Contrary to what you’d expect from a Go-Betweens fanatic, that statement has little to do with one member, Louis, being the son of Robert Forster, though the occasional eerie likenesses are simply unavoidable: Louis Forster’s voice, for example, contains a similar, fragile baritone, made more affecting in those spoken word verses, particularly on "Sweaty Hands" – a tale that charmingly examines a point in a relationship when you're seen at your most blemished. His accented cadence being somewhat reminiscent of Forster at his most contemplative: “this is the worst you’ll ever see me look”, he says, faintly recalling the line in "Part Company" - “that’s her handwriting, that’s the way she writes” - where Robert Forster’s romantic discourse takes a tragic, melancholy turn.

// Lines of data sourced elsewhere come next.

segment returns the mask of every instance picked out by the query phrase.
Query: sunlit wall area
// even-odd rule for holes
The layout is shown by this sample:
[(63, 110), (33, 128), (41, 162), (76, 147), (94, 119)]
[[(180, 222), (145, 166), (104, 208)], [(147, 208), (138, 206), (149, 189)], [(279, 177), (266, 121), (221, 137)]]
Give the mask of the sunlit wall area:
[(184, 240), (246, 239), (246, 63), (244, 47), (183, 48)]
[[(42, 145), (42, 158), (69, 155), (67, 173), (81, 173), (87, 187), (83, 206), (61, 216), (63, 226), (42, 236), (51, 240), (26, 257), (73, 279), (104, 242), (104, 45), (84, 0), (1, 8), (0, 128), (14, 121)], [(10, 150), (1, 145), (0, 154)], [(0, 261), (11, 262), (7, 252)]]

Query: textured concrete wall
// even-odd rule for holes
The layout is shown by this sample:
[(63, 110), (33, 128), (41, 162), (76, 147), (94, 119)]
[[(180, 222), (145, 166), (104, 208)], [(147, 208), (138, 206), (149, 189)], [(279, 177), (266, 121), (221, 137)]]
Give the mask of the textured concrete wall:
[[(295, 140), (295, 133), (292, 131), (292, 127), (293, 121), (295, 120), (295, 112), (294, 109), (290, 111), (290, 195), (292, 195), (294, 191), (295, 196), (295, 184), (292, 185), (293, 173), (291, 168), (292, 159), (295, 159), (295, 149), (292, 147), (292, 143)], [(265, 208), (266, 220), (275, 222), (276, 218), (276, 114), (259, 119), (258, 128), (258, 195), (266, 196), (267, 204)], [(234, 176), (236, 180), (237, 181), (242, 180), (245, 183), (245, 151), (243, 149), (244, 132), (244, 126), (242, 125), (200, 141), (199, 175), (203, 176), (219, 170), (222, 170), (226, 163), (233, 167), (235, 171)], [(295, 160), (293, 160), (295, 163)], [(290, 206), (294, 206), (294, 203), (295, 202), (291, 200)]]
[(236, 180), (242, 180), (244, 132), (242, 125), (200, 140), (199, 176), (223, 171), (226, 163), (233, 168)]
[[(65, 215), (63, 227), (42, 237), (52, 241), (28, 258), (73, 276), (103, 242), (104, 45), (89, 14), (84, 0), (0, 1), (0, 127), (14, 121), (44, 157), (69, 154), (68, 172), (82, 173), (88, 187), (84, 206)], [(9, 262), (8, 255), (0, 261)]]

Still, The Goon Sax are very much a singular entity, doing things on their own terms but clearly informed by indie pop’s past, creating a kind of sophisticated pop that’s both accessible and deceptively clever, but identifiable to anyone who remembers what it’s like to be young and all-consumed by love. Lyrically, it's deep but not irritatingly earnest, and for every bit of matter-of-fact sadness in songs like the album's title track - a light-hearted portrayal of disillusionment and general inertia - there's optimism in its inherently buoyant pop sensibility.
To some, Up To Anything's primitiveness might sound contrived, but it captures the awkwardness of teenage life with self-depreciating conviction; their knack for melody and clumsy turn of phrase making them one of the more exciting indie pop bands of recent times. This is pop music as it should be: simple, unvarnished, young but world-weary, and ultimately timeless.